Tutorial: Migrate MongoDB to Azure Cosmos DB's API for MongoDB offline using MongoDB native tools
APPLIES TO: MongoDB
Important
Please read this entire guide before carrying out your migration steps.
This MongoDB migration guide is part of series on MongoDB migration. The critical MongoDB migration steps are pre-migration, migration, and post-migration, as shown below.
Overview of data migration using MongoDB native tools
You can use MongoDB native tools to perform an offline (one-time) migration of databases from an on-premises or cloud instance of MongoDB to Azure Cosmos DB's API for MongoDB.

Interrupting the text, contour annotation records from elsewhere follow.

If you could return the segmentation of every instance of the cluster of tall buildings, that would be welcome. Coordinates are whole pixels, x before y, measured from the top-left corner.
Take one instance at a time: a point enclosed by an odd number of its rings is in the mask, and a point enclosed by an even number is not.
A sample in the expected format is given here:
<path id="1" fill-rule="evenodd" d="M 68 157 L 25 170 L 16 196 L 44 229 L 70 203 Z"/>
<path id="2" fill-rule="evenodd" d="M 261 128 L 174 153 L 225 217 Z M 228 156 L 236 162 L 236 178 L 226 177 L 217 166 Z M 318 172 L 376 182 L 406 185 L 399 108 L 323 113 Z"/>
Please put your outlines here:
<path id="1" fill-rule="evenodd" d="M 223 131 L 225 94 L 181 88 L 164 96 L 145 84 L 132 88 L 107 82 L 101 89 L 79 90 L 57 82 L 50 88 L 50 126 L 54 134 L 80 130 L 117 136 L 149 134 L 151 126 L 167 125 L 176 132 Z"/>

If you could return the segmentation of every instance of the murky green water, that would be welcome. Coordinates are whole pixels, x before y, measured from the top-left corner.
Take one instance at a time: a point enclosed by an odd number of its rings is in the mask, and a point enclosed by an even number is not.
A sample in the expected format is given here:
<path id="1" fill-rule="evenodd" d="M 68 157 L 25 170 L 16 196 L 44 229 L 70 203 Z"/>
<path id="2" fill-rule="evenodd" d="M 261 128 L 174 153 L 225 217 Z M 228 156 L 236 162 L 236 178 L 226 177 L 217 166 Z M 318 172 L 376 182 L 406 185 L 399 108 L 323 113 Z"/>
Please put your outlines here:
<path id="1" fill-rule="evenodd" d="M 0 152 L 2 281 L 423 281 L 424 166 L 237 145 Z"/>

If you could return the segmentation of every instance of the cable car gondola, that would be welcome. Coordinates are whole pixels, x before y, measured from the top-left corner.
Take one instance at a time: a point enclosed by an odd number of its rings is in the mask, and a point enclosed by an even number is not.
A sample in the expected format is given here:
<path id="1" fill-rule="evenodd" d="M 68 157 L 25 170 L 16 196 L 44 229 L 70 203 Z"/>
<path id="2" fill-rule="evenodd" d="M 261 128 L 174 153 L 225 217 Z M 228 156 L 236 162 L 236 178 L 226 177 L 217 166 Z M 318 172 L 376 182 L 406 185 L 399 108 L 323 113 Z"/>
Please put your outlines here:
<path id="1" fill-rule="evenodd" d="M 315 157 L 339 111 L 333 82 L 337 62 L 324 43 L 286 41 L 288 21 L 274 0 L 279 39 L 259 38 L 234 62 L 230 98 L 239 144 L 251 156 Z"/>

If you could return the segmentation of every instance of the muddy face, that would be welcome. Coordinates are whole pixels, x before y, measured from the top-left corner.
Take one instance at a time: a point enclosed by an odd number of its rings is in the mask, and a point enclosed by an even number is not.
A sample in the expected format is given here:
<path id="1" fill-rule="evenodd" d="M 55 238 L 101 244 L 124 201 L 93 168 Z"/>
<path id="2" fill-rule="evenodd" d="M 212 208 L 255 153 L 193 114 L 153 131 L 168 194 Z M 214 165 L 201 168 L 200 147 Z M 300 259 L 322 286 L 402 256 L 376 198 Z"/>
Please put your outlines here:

In this tutorial, you learn how to:
- Choose the appropriate MongoDB native tool for your use-case
- Run the migration.
- Monitor the migration.
- Verify that migration was successful.
In this tutorial, you migrate a dataset in MongoDB hosted in an Azure Virtual Machine to Azure Cosmos DB's API for MongoDB by using MongoDB native tools. The MongoDB native tools are a set of binaries that facilitate data manipulation on an existing MongoDB instance. Since Azure Cosmos DB exposes an API for MongoDB, the MongoDB native tools are able to insert data into Azure Cosmos DB. The focus of this doc is on migrating data out of a MongoDB instance using mongoexport/mongoimport or mongodump/mongorestore. Since the native tools connect to MongoDB using connection strings, you can run the tools anywhere, however we recommend running these tools within the same network as the MongoDB instance to avoid firewall issues.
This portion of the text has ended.